Satu hal yang tak kalah penting adalah soal hijrahnya seorang aktivis yang kurang totalitas atau kaafah. Memang secara zahir ia tampak sebagai seorang aktivis, tetapi rasa bosan yang rasakan ketika meninggalkan kemaksiatan berubah menjadi rasa penasaran. Mulailah ia bernostalgia dengan kemaksiatan yang telah lampau, beranggapan itu hanyalah selingan dan tidak akan mengubah keimanannya secara signifikan, berbeda dengan aktivis yang diuji dengan cobaan yang berat dan terlihat oleh kasat mata perubahannya.

Kembalinya rasa penasaran akan masa lalu itu terjadi karena kurangnya tazkiyatun nafs dalam hatinya. Imbasnya cukup besar jika hal seperti ini diteruskan dan tidak sadar bahwa itu perbuatan yang salah karena dianggap hanya selingan. Perbuatan maksiat walaupun sekecil apapun akan berdampak pada seorang muslim apalagi aktivis. Bisa jadi, proses perjalanan dakwah sering buntu karena adanya kasus seperti ini. Proses hijrah yang belum totalitas sehingga masih sering mencuri-curi kesempatan untuk menengok kejahilayahan. Naudzubillah min dzalik.
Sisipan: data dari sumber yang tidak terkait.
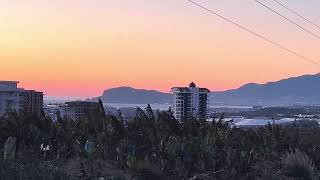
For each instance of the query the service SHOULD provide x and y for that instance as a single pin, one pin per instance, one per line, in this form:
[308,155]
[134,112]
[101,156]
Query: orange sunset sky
[81,47]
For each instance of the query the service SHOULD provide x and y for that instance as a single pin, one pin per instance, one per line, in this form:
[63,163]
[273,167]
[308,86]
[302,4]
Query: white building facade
[190,102]
[19,100]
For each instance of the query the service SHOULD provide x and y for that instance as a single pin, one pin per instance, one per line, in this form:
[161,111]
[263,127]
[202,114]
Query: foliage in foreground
[156,146]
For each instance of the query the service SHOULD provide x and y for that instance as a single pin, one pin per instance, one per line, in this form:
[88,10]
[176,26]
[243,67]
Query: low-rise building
[79,109]
[19,100]
[74,110]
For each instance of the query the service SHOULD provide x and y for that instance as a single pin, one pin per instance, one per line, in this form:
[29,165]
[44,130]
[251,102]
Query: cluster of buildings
[187,102]
[14,99]
[71,110]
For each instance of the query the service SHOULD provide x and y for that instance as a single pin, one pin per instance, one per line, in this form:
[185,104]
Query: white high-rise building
[190,102]
[19,100]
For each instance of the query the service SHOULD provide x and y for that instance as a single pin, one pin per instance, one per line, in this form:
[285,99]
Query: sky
[80,47]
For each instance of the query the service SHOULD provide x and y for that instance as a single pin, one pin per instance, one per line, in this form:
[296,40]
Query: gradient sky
[81,47]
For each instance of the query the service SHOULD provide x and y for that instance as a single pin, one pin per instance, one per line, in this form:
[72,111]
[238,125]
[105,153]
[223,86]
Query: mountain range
[302,90]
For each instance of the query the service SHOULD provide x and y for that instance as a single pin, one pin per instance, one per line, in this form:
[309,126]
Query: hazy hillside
[296,90]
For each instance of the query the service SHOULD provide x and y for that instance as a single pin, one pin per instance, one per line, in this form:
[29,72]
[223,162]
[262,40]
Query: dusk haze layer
[80,48]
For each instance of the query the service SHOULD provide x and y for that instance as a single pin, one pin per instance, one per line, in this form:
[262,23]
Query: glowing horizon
[80,48]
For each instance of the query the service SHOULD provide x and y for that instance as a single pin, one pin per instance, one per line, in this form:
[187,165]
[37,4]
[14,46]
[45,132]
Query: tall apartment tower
[189,102]
[19,100]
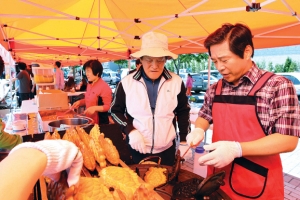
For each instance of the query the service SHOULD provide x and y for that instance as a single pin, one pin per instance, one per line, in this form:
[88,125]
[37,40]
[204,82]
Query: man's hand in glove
[223,153]
[195,136]
[61,155]
[136,141]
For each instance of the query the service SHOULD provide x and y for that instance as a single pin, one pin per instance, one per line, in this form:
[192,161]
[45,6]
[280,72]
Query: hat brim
[154,52]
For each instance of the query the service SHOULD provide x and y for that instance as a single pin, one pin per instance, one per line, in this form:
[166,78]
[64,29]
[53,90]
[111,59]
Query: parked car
[107,77]
[212,80]
[215,73]
[198,81]
[295,78]
[124,72]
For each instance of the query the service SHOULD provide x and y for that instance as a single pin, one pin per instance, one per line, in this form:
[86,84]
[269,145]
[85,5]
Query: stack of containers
[44,77]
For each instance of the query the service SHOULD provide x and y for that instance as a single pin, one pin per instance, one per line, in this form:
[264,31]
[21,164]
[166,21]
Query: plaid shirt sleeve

Maka dari itu, bagi para pejuang di jalan dakwah, hal ini patut menjadi bagian dari kehidupan yang perlu diberi perhatian khusus. Mungkin bagi khalayak ramai sudah terbiasa melihat di layar kaca orang-orang yang bolak balik hijrah. Namun, bagi seorang aktivis ini adalah prinsip dasar yang harus dipegang teguh. Ketika telah berazam hidup di jalan perjuangan, haruslah tetap konsekuen dengan pilihan hingga Allah memanggil. Hijrah yang totalitas, hijrah yang kaafah hanya mengharap balasan dari-Nya semata. Wallahu a’lam bi shawab.
Penulis: Dhani El_Ashim
Sumber: Kiblat

Posting Komentar

Diberdayakan oleh Blogger.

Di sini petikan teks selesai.